In the current digital world, Enterprises are drowning under the weight of data that are required to store for customers, for corporate analysis, and for the business forecast. With the convergence of cloud, IoT, and big data technologies, data lakes are becoming the critical fuel for enterprise-wide digital transformations which are proven to be cost-effective, self-service with elastic in nature. This enterprise data is spread widely across numerous clusters and repositories residing in both the companies data centers and multiple cloud locations posing a new “data protection” problem in hybrid environments. Protecting data is very critical as part of every business continuity plan because data loss or corruption may have a huge impact on enterprise survival. Protecting data is more challenging than ever in a complex hybrid enterprise data lake environments since we need to answer questions such as
- How do we move data seamlessly between enterprise data centers and cloud?
- How to secure enterprise data that resides in different locations with multiple authorization policies?

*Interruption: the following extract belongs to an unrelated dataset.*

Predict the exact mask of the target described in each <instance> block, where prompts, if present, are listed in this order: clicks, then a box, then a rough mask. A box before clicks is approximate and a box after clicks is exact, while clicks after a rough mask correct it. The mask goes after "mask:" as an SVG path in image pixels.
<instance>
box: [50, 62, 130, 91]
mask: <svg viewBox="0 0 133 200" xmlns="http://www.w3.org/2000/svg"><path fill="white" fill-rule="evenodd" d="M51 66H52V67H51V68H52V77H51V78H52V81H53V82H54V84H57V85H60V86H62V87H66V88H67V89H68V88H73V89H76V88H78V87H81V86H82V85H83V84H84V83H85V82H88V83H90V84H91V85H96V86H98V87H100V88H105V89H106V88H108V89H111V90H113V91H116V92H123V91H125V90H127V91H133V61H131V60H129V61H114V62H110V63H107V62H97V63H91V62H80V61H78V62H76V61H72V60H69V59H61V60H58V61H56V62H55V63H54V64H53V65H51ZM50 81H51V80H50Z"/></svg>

- How do we protect data from natural or accidental disasters to ensure operational continuity?
Not having immediate answers to these questions makes it very difficult for business users and platform operators to do their jobs in protecting data in hybrid enterprise data lake environments. Therefore enterprises require a unified data protection orchestration platform which seamlessly protects the data across multiple environments. In this talk, we will address the above challenges faced by enterprises using Apache Hadoop, Apache Hive, Apache Ranger and Apache Atlas.
We will outline using a unified open source orchestration platform how,
- You can protect mission-critical data along with their security and governance policies across multiple data lakes and change data capture works using Apache Hadoop, Apache Hive, Apache Ranger and Apache Atlas.
- You can monitor replication jobs and metric collections associated with the replicated data across hybrid enterprise data lake environments.
We will also showcase,
- How to seamlessly replicate HDFS data, Hive databases between Hortonworks clusters securely along with Apache Ranger policies and Apache Atlas metadata.
- How to securely move the data between on-premise clusters and cloud storages.